Horrifying Uri rape, murder
September 6, 2018
Sexual violence is not only about women safety, also about the deep-rooted prejudice and consequential practiced inequalities
The killing of a minor girl in Boniyar Uri and the chilling account of the investigators shedding light on the nature of the crime and the reasons it was committed for once again reveals not just the lack of safety for women and minor girls but also the rampant culture of using bodies of women as weapons of vengeance. The Uri incident is also an ugly manifestation of how some women become complicit in such crimes, even become the main plotters of such crimes. Such incidents shame the entire humanity and need to be not only condemned vociferously but there is need to explore ways in which such rampant crimes can be prevented. If the police version of the story has to be relied on, the fact that the nine year old girl was killed by her step-mother, due to family jealousies, after the latter plotted that she be raped before that by her minor step-brother, his friends and other accomplices is a sign of the depraved mind-set that is prevalent in the society.
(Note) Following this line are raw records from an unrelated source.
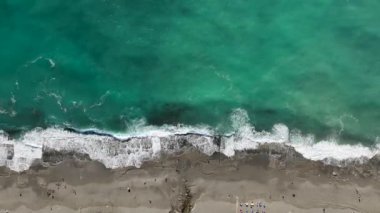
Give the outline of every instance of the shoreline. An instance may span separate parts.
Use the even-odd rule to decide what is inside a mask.
[[[230,213],[236,196],[265,202],[268,213],[380,209],[379,157],[337,167],[280,144],[234,157],[190,147],[140,168],[107,169],[85,156],[54,156],[21,173],[1,168],[0,212]]]
[[[222,153],[235,157],[239,152],[255,152],[267,143],[290,147],[313,161],[349,166],[365,164],[377,158],[380,150],[380,145],[370,148],[326,141],[310,143],[309,136],[293,135],[284,125],[275,125],[272,132],[257,132],[251,126],[242,125],[228,135],[219,135],[206,128],[192,128],[195,127],[166,127],[124,138],[94,130],[59,128],[35,129],[17,139],[0,134],[0,166],[21,172],[43,161],[49,153],[56,157],[72,153],[101,162],[107,168],[117,169],[140,167],[160,155],[175,155],[189,148],[195,148],[208,156]]]

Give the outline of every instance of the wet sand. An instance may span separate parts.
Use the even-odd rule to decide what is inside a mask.
[[[66,159],[23,173],[3,168],[0,175],[0,213],[234,213],[237,197],[265,203],[267,213],[380,211],[378,173],[367,177],[281,154],[186,151],[117,170]]]

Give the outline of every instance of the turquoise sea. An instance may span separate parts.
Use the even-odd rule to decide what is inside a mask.
[[[2,0],[0,129],[380,137],[380,1]]]

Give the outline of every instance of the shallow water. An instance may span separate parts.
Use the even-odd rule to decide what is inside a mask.
[[[0,129],[137,124],[231,130],[244,109],[373,145],[380,136],[380,2],[0,2]]]

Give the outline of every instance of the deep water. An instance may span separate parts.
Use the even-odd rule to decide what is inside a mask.
[[[380,136],[380,1],[2,0],[0,129]]]

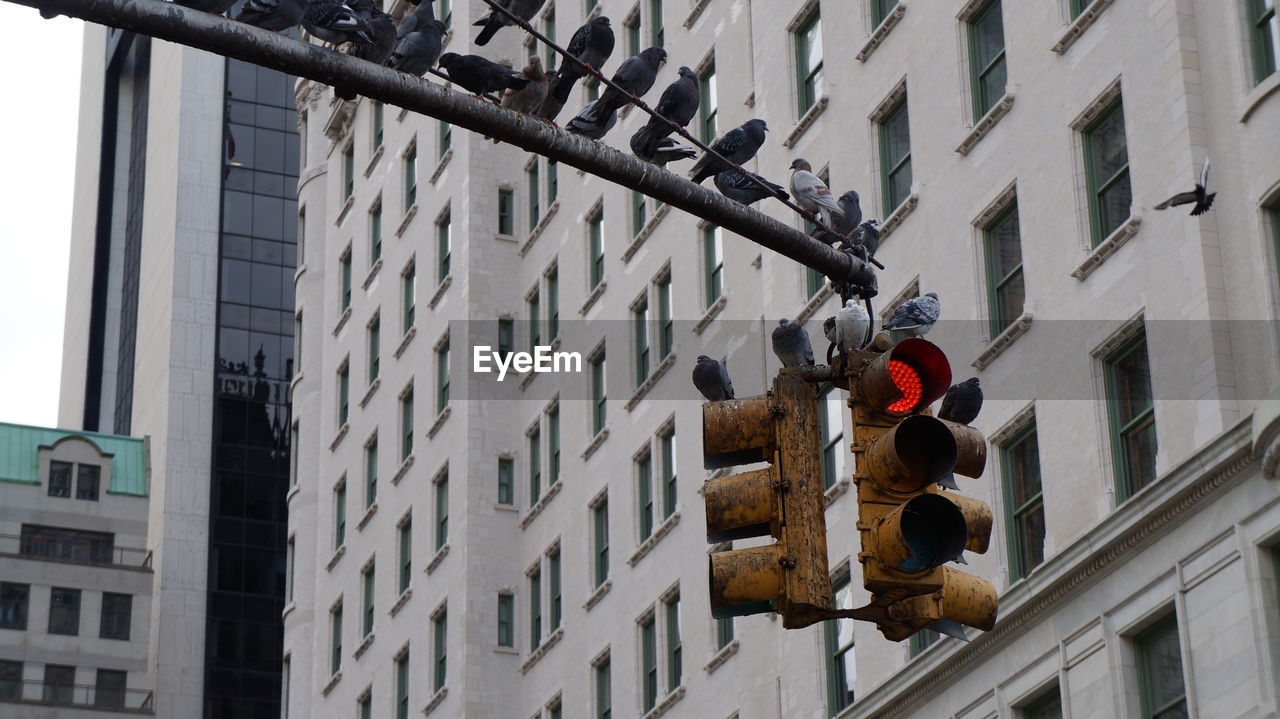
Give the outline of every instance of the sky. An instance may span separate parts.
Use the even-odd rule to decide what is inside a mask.
[[[0,422],[54,426],[83,23],[0,2],[0,27]]]

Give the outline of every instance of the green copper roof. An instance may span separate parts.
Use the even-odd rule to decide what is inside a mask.
[[[147,496],[147,450],[143,440],[116,434],[28,427],[0,422],[0,480],[40,483],[40,448],[64,437],[82,437],[111,455],[108,492]]]

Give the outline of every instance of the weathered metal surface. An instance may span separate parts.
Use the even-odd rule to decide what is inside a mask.
[[[774,485],[777,469],[766,467],[703,485],[707,511],[707,541],[728,542],[747,537],[781,533],[782,507]]]
[[[703,467],[719,469],[773,459],[773,420],[769,395],[703,404]]]
[[[907,494],[952,471],[956,443],[942,420],[914,415],[880,435],[859,459],[861,476],[885,491]]]
[[[956,474],[977,479],[987,468],[987,439],[982,432],[964,424],[939,420],[956,440]]]
[[[995,585],[982,577],[943,567],[942,616],[988,631],[996,624],[999,600]]]
[[[959,507],[936,494],[922,494],[886,514],[869,539],[870,551],[886,566],[918,572],[954,559],[968,532]],[[916,566],[903,566],[908,562]]]
[[[868,353],[859,353],[865,354]],[[889,372],[889,363],[895,360],[914,369],[922,383],[920,400],[909,410],[897,413],[899,416],[929,406],[946,394],[947,388],[951,386],[951,365],[947,362],[947,356],[928,340],[914,337],[905,339],[892,349],[867,359],[869,361],[865,366],[849,363],[847,371],[858,375],[855,393],[857,401],[879,412],[885,411],[903,397]]]
[[[985,554],[991,544],[991,527],[995,524],[991,507],[982,500],[956,492],[943,492],[937,488],[935,492],[939,497],[959,507],[960,513],[964,515],[964,523],[969,535],[964,548],[970,552]]]
[[[716,552],[711,562],[711,606],[777,599],[782,594],[782,549],[777,544]]]

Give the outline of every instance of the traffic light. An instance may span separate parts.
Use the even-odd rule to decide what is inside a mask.
[[[712,616],[773,611],[788,629],[828,618],[832,594],[814,385],[802,370],[784,368],[763,396],[708,402],[702,436],[707,469],[769,463],[706,483],[707,541],[777,540],[710,555]]]
[[[919,338],[883,353],[847,357],[853,412],[858,531],[863,583],[880,631],[902,640],[926,627],[960,635],[957,624],[995,624],[996,590],[985,579],[943,566],[964,550],[985,552],[991,509],[943,491],[954,475],[979,477],[986,440],[972,427],[927,413],[946,392],[946,355]],[[962,636],[962,635],[961,635]]]

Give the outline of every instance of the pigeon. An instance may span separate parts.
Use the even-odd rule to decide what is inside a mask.
[[[373,44],[369,24],[342,0],[306,0],[306,3],[302,27],[307,32],[335,45],[356,41]]]
[[[477,96],[507,88],[519,90],[529,84],[529,78],[519,72],[479,55],[446,52],[440,56],[440,67],[449,71],[450,82]]]
[[[765,187],[752,182],[748,176],[763,182]],[[776,197],[780,200],[787,200],[791,197],[786,190],[782,189],[782,185],[775,185],[754,172],[743,174],[737,170],[724,170],[716,173],[715,183],[716,189],[720,191],[720,194],[744,205],[759,202],[766,197]],[[768,189],[765,189],[766,187]]]
[[[547,78],[551,81],[552,84],[554,84],[555,78],[558,76],[558,74],[559,73],[553,70],[547,74]],[[539,107],[537,112],[533,114],[554,125],[556,122],[556,117],[560,114],[560,111],[563,109],[564,109],[564,101],[557,100],[554,97],[552,97],[551,91],[548,90],[547,99],[542,101],[542,106]]]
[[[729,370],[706,355],[698,355],[698,364],[693,367],[693,386],[712,402],[733,399]]]
[[[783,367],[813,366],[809,333],[804,331],[804,325],[786,318],[778,320],[778,326],[773,328],[773,353],[782,360]]]
[[[912,297],[898,305],[883,329],[899,330],[909,337],[921,337],[933,329],[933,323],[938,321],[940,314],[942,303],[938,302],[938,294],[929,292],[924,297]]]
[[[791,163],[791,170],[791,194],[796,198],[796,204],[810,215],[816,215],[826,227],[831,227],[832,217],[844,217],[844,210],[831,196],[827,184],[813,174],[808,160],[796,158]]]
[[[858,193],[849,190],[840,196],[836,204],[840,205],[844,217],[836,220],[836,224],[832,225],[831,229],[835,230],[835,234],[839,236],[834,237],[821,227],[815,227],[813,239],[826,243],[839,241],[841,244],[848,244],[854,238],[858,231],[858,224],[862,222],[862,205],[859,204]]]
[[[938,419],[967,425],[977,419],[981,411],[982,388],[978,386],[977,377],[970,377],[947,390],[942,398],[942,408],[938,410]]]
[[[618,66],[610,80],[625,92],[605,87],[596,101],[591,118],[600,119],[606,114],[621,110],[631,103],[631,95],[644,97],[658,79],[658,70],[667,62],[667,51],[660,47],[645,48],[639,55],[629,57]]]
[[[542,58],[537,55],[529,58],[529,64],[520,73],[528,78],[529,84],[519,90],[508,89],[502,93],[502,106],[527,115],[542,106],[550,80],[542,71]]]
[[[250,0],[256,2],[257,0]],[[387,65],[416,77],[422,77],[440,60],[440,49],[449,27],[436,19],[430,2],[405,15],[396,28],[396,47]]]
[[[613,39],[613,28],[609,25],[609,18],[601,15],[578,28],[569,39],[569,46],[565,51],[587,67],[598,70],[613,54]],[[564,62],[560,66],[560,71],[556,73],[555,84],[551,86],[551,97],[562,105],[568,102],[569,91],[573,89],[573,84],[586,74],[587,71],[578,63]]]
[[[658,167],[664,167],[668,162],[677,160],[691,160],[698,156],[698,151],[688,145],[683,145],[676,141],[673,137],[664,137],[658,141],[658,147],[652,155],[644,155],[648,152],[648,135],[644,132],[644,128],[636,131],[631,136],[631,152],[635,156],[645,162],[652,162]]]
[[[542,4],[545,2],[546,0],[498,0],[499,5],[525,22],[529,22],[534,15],[538,14],[538,11],[542,9]],[[472,23],[475,27],[484,28],[476,36],[476,44],[487,45],[499,30],[507,25],[514,24],[511,18],[506,15],[497,10],[490,10],[488,15]]]
[[[1196,183],[1196,189],[1190,192],[1179,192],[1156,205],[1155,209],[1167,210],[1170,207],[1194,202],[1196,204],[1191,208],[1191,216],[1196,217],[1203,215],[1209,211],[1210,207],[1213,207],[1213,198],[1217,197],[1217,195],[1218,193],[1216,192],[1209,192],[1209,158],[1206,157],[1204,159],[1204,167],[1200,168],[1200,181]]]
[[[235,0],[173,0],[173,4],[189,7],[200,12],[207,12],[211,15],[222,15],[236,3]],[[44,15],[44,11],[40,11],[40,14]]]
[[[357,42],[351,45],[351,56],[367,60],[375,65],[386,64],[396,47],[396,23],[391,16],[373,4],[373,0],[355,0],[351,8],[369,25],[372,43]],[[366,17],[367,15],[367,17]],[[343,100],[356,99],[356,93],[346,88],[334,88],[334,94]]]
[[[853,242],[867,248],[867,256],[875,257],[876,250],[880,247],[880,221],[867,220],[858,225],[858,229],[854,230]]]
[[[603,122],[593,120],[591,116],[594,114],[593,111],[596,108],[596,104],[599,102],[599,100],[588,102],[587,106],[582,108],[582,112],[575,115],[574,118],[564,126],[565,129],[575,135],[589,137],[592,140],[599,140],[604,137],[605,133],[612,130],[613,126],[618,124],[618,111],[614,110],[613,112],[610,112],[609,115],[604,118]]]
[[[735,165],[750,160],[760,151],[760,146],[764,144],[764,134],[769,131],[769,126],[764,120],[754,119],[747,120],[741,126],[735,127],[726,132],[719,140],[711,145],[711,149],[718,152],[724,159]],[[710,154],[702,156],[698,163],[689,171],[689,177],[694,182],[702,182],[721,170],[730,169],[723,162],[712,157]]]
[[[858,300],[851,299],[836,312],[834,328],[827,339],[835,343],[841,354],[851,354],[862,349],[867,341],[867,329],[871,327],[871,316]]]
[[[302,22],[306,0],[249,0],[235,19],[263,30],[283,32]]]
[[[698,105],[702,102],[702,90],[698,87],[698,76],[687,67],[680,68],[676,81],[662,91],[658,98],[658,106],[653,110],[671,122],[684,127],[693,116],[698,114]],[[647,162],[658,152],[662,140],[672,132],[671,126],[656,117],[649,118],[631,138],[631,151],[636,157]],[[638,138],[638,139],[637,139]]]

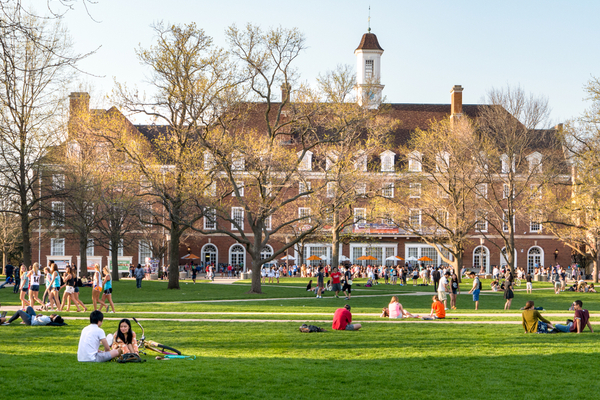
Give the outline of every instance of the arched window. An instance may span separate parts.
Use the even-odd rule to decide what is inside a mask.
[[[508,265],[508,257],[506,257],[506,247],[503,247],[500,252],[500,266],[505,265]],[[515,268],[517,268],[517,249],[515,249]]]
[[[246,265],[246,250],[241,244],[234,244],[229,249],[229,264],[241,266],[245,270]]]
[[[527,271],[533,272],[536,266],[544,265],[544,251],[534,246],[527,252]]]
[[[217,257],[218,255],[218,250],[217,250],[217,246],[215,246],[214,244],[205,244],[202,247],[202,262],[204,263],[204,265],[207,264],[217,264]]]
[[[273,248],[270,245],[266,245],[265,247],[263,247],[262,251],[260,252],[260,259],[265,260],[265,259],[271,257],[272,255],[273,255]],[[271,265],[273,265],[273,262],[269,262],[264,265],[271,266]]]
[[[473,268],[480,269],[482,265],[485,271],[488,272],[490,268],[490,252],[485,246],[477,246],[473,250]]]

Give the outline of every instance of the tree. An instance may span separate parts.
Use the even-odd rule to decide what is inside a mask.
[[[61,94],[81,56],[71,53],[60,24],[11,14],[7,4],[0,17],[0,188],[9,199],[2,211],[20,218],[23,262],[29,265],[31,224],[50,196],[38,190],[41,164],[52,162],[47,150],[61,141]]]
[[[402,186],[396,196],[382,196],[378,205],[389,221],[432,246],[459,277],[473,230],[477,233],[478,223],[485,221],[478,212],[479,198],[486,196],[474,156],[478,147],[474,126],[465,116],[417,129]]]
[[[2,252],[2,273],[6,275],[4,268],[11,258],[11,255],[20,250],[21,231],[19,228],[19,219],[13,213],[0,213],[0,251]]]
[[[480,200],[491,228],[481,234],[504,252],[514,271],[516,221],[540,226],[543,210],[532,210],[531,200],[560,175],[562,151],[556,131],[547,129],[547,99],[508,87],[492,89],[488,102],[489,106],[479,110],[480,144],[474,154],[487,185],[487,196]]]

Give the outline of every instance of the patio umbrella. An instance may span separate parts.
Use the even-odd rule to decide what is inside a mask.
[[[194,255],[194,253],[186,254],[185,256],[181,257],[182,260],[197,260],[199,258],[200,257]]]
[[[373,256],[361,256],[358,257],[357,260],[370,260],[370,261],[376,261],[377,259]]]
[[[410,256],[406,259],[406,261],[419,261],[419,260],[417,260],[417,257]]]
[[[341,255],[339,260],[340,261],[350,261],[350,259],[348,257],[346,257],[345,255]]]
[[[433,261],[433,260],[427,256],[424,256],[424,257],[419,258],[419,261]]]
[[[282,260],[295,260],[296,258],[292,257],[292,256],[283,256],[283,257],[281,257],[281,259]]]
[[[307,258],[308,261],[321,261],[322,258],[319,256],[310,256]]]
[[[396,260],[404,260],[404,258],[402,257],[398,257],[398,256],[391,256],[385,259],[386,261],[396,261]]]

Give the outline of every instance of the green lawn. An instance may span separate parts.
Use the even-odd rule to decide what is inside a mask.
[[[168,290],[165,282],[144,282],[138,290],[134,281],[115,282],[117,314],[106,317],[150,318],[144,322],[150,339],[197,359],[157,361],[149,354],[144,364],[78,363],[77,343],[85,320],[68,320],[65,327],[1,326],[0,371],[6,382],[12,382],[3,385],[2,398],[41,398],[51,393],[61,399],[546,399],[559,394],[589,397],[600,389],[596,380],[583,377],[600,367],[596,333],[525,335],[518,324],[377,323],[380,318],[364,314],[379,313],[392,295],[398,295],[409,311],[427,313],[433,288],[379,285],[360,288],[346,301],[333,298],[331,292],[316,299],[303,289],[305,285],[306,280],[265,285],[264,294],[249,295],[248,283],[183,282],[181,290]],[[463,285],[468,288],[470,282]],[[534,284],[544,286],[550,287]],[[90,289],[84,288],[81,298],[89,305]],[[516,321],[518,309],[530,299],[548,312],[568,312],[575,299],[583,300],[590,312],[600,312],[600,294],[517,291],[510,312],[502,310],[502,293],[482,294],[479,313],[498,317],[459,316],[456,322]],[[19,304],[12,289],[0,290],[0,303]],[[330,321],[345,303],[352,305],[355,320],[364,322],[358,332],[333,332],[330,322],[315,323],[327,328],[326,333],[302,334],[296,322],[175,321]],[[459,296],[458,307],[448,312],[449,318],[473,313],[471,296]],[[184,314],[167,313],[173,311]],[[117,321],[107,319],[102,328],[109,333],[116,327]]]

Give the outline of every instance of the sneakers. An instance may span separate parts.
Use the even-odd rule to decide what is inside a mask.
[[[344,298],[344,300],[350,300],[350,298],[349,298],[349,297],[346,297],[346,298]]]
[[[0,314],[0,317],[2,317],[2,318],[6,317],[6,311],[2,311],[2,314]]]
[[[8,325],[10,325],[10,324],[9,324],[8,322],[4,322],[4,323],[2,323],[1,325],[7,325],[7,326],[8,326]]]

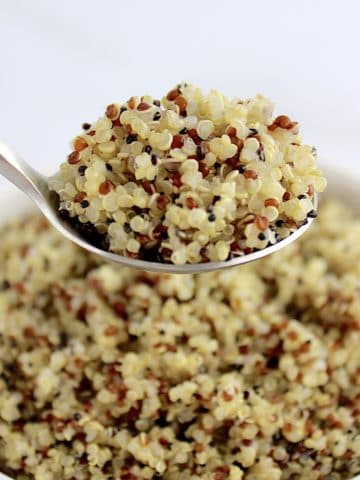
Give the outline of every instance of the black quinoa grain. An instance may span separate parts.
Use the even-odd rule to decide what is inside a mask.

To mistake it for a new development in keeping with the increasing criminalization of society would be a flawed assessment. The objectification of bodies of young girls is an ages old practice across the world, more so in South Asia where it has been closeted for a long time cloaked as it is under layers and covers of the misplaced discourse of ‘honour’ and ‘pride’ associated with the purity of bodies. The problem is not the criminal bent of mind but the deep-rooted patriarchal mindset that reduces women to mere bodies on whom anybody can forcibly mark their ownership in various ways and for various ends. The skewed sex ratio and the enormously high number of female infanticide and foeticide is one indication how the female bodies are treated not just without respect but without scant regard of their existence as humans. For centuries the practice of sacrificing girls as part of cult practices and of exchanging them as properties to settle family and tribe feuds has been known. Female bodies are used by men out of pure lust as if they are their rightful owners. More shockingly, they are also used as sites of pure vendetta, whether it is about settling personal scores, family disputes or racial and communal hatred. The same mindset is at play and continues till this day, despite constitutional provisions of equality.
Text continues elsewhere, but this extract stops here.